# where to buy supplies



## mattech (Aug 8, 2012)

Where is a good site to order supplies for alligator hunting/bowfishing from, preferably cheap-free shipping?


----------



## markland (Aug 8, 2012)

S/H get's ya just about anywhere, but try Backwater Outdoors or heck just order from Muzzy or even better save the shipping and pick it up in person and I will setup and show ya how to use it.


----------



## mattech (Aug 8, 2012)

What is S/H? after I posted this i was doing alittle more searching and found the backwater outdoor site, so far it is the cheapest, I have also been on the muzzy page. I thought about coming up and getting what was on my list, just not sure what all is on the list yet.
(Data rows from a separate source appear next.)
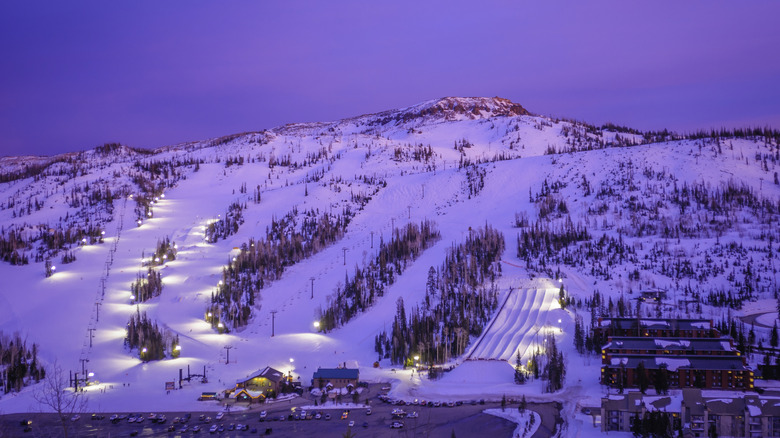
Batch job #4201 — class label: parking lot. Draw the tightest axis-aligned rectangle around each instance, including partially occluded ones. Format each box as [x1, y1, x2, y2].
[0, 385, 554, 438]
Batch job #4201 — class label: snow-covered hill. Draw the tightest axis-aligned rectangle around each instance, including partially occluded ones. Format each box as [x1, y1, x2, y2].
[0, 98, 780, 434]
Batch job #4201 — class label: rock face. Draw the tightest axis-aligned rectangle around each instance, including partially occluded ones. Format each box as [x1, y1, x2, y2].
[364, 97, 531, 125]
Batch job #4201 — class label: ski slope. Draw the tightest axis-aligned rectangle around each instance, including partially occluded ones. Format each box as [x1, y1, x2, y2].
[467, 280, 560, 361]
I was at the muzzy booth at the blast saturday and had a few things in my hand, but got overwhelmed and was not positive on what exactly I needed.


----------



## bullardsls1 (Aug 8, 2012)

s/h is shipping and handeling  back water is where i get all my stuff


----------



## Michael (Aug 8, 2012)

You also will want to look at this site. http://www.trackerjacksinc.com/


----------



## mattech (Aug 8, 2012)

bullardsls1 said:


> s/h is shipping and handeling  back water is where i get all my stuff



sometimes you just turn dumb, I was over thinking the S/H,thought it meant something else. thanks.


----------



## JOmegaCV (Aug 9, 2012)

I am new to this game, but I bought my bangstick at:
Bills Bangsticks

And harpoon gear at:
G&B Gator Gear

The sites were pretty cheap but all the equipment looks good and came in two days from Florida I believe.  Looks like it will do the job...


----------



## frydaddy40 (Aug 10, 2012)

*Bangsticks*

Got my bangstick  at

www.sharkbangstick.com 

    It's 22 mag,  gets the job done. ( not so loud )
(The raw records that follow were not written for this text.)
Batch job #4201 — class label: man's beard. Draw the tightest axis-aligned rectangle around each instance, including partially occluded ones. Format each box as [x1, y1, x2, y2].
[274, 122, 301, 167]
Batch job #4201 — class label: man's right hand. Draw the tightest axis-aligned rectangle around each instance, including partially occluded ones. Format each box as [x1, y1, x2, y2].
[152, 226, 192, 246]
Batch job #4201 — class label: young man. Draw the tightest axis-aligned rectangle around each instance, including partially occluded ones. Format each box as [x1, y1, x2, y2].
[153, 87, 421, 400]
                                               frydaddy40


----------



## Tarbaby 212 (Aug 11, 2012)

Backwater bowfishing, best prices and fast shipping.


----------



## markland (Aug 14, 2012)

Yeah just come on up and see me and I will be glad to go over everything and recommend what you need, heck bring your bow and I'll set it up and tune it all up for ya as well.


----------